Saturday 12 November 2011

“Biz bu değiliz”



Dün akşam Sayın Rıdvan Dilmen’den en çok duyduğumuz cümleydi herhalde. Gözümün önüne ilginç bir tablo geldi bu yorumları dinlerken. EuroSon’a üye ülke devlet başkanları bir masa etrafında toplanmış “biz bu değiliz” diyorlar birbirlerine, “coşkumuzu kaybettik”. 

“Türk futbolu” aslında başarılıydı. Dünya üçüncüsü olduk. EuroSon da. Herkese ucuz ve bolca kredi vaat edilmişti. Ancak önüne geçilmeyen dönemsel dengesizlikler, yapısal sorunlara, bunlar da içinde bulunulan krize yol açtı. 

Futbolumuzun cari işlemler açığı yetenek eksikliği. Bunu yabancı futbolcuyla gidermeye çalışıyoruz ama bunlar İspanya ve İrlanda’daki gayrimenkul yatırımları gibi. Ekonomik getirisi çok düşük. Dün gece Rıdvan Hoca bir de maçın oynandığı stadı örnek göstererek futbolumuz geri giderken ekonomik anlamda nasıl ilerlediğimizi söyledi. Lakin o stat gibi yatırımlar da ödemeler dengesi cari işlemler açığının kaynağı. Yabancı futbolcudan farkı yok sonuçta. 

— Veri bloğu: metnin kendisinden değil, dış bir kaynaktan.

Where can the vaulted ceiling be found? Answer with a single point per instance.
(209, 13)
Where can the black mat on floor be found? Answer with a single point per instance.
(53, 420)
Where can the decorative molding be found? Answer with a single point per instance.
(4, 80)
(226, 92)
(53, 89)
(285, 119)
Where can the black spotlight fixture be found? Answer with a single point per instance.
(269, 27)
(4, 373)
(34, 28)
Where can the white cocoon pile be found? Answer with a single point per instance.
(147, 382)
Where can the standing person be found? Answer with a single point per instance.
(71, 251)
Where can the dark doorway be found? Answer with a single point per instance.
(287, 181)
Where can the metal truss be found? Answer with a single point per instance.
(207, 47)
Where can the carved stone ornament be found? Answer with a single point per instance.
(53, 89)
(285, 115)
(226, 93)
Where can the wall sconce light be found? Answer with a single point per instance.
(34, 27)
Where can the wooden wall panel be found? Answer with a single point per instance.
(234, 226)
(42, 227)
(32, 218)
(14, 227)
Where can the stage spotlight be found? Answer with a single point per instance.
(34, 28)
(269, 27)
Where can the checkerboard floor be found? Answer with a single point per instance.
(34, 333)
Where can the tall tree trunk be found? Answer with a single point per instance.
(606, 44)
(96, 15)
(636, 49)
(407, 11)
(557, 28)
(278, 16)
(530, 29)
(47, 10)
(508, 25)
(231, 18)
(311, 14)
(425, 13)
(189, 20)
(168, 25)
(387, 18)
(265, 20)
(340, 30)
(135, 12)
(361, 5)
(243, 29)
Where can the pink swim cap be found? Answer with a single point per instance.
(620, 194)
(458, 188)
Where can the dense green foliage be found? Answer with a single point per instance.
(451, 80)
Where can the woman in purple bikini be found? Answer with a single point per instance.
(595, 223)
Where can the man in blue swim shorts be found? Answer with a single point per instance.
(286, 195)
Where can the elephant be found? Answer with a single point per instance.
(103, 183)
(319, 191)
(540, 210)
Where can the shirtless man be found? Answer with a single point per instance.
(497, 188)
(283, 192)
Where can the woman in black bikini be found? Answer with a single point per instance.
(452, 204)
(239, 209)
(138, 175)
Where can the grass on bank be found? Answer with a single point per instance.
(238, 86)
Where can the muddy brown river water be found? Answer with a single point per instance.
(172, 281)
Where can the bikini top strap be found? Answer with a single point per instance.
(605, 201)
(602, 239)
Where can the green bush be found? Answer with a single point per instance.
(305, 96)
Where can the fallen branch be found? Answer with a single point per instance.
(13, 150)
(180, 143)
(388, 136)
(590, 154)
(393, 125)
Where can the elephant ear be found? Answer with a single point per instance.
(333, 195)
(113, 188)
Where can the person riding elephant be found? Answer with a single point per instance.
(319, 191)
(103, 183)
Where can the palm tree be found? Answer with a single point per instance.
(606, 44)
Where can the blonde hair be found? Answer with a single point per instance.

Nasıl futbolumuzda uzun zamandır süre gelen düşüş “Hiddink gitsin” ile çözülmezse hem EuroSon’da hem de ülkemizdeki yapısal sorunlar uzun vadeli çözümler üretmeden ortadan kalkmaz. “Biz bu değiliz” baş kaldırışı olumlu ancak uzun vadeli çözümler iyi bir plan, disiplin ve alın teri gerektirir. “Coşku” ancak pastanın kreması olabilir. 
     

Thursday 10 November 2011

Değirmenin Suyu

Öğrencilere ekonomi derslerinde ekonomik büyüme konsepti öğretilirken genelde büyümenin finansmanı kısmı üzerinde fazla durulmaz. Sonuçta büyüme bir harcama ve üretim olarak akıllarda kalır ve bu aktivitelerin nasıl fonlandığı olgusuyla ilgilenilmez. Bu yüzden başta Avrupa olmak üzere birçok gelişmiş ülkenin içinde bulunduğu şu anki durumun büyüme açısından neden çok vahim olduğu pek anlaşılmaz.

Büyümeyi fonlanmanın üç kaynağı vardır: kamu, özel sektör ve yurt dışı.  Başka bir deyişle bu üç ayrı sektörün tasarrufları fonlama yaratır. Stres altındaki EuroSon’da hem kamu hem de özel sektör tasarrufa yöneldi ya da yönlendirildi. Bu tasarruflar da yurt dışı açığını kapatmaya gidiyor.  Ancak devalüasyon olmadan bu kadar tasarruf yaratmak için uzun süre deflasyon gerekiyor. Yani yerel mal, hizmet, iş gücü, varlık fiyatları düşecek. Büyüme hayal. Deflasyon reel anlamda borç yükünü de arttıracak. Bu nasıl çözüm? Kim kimi kurtarıyor?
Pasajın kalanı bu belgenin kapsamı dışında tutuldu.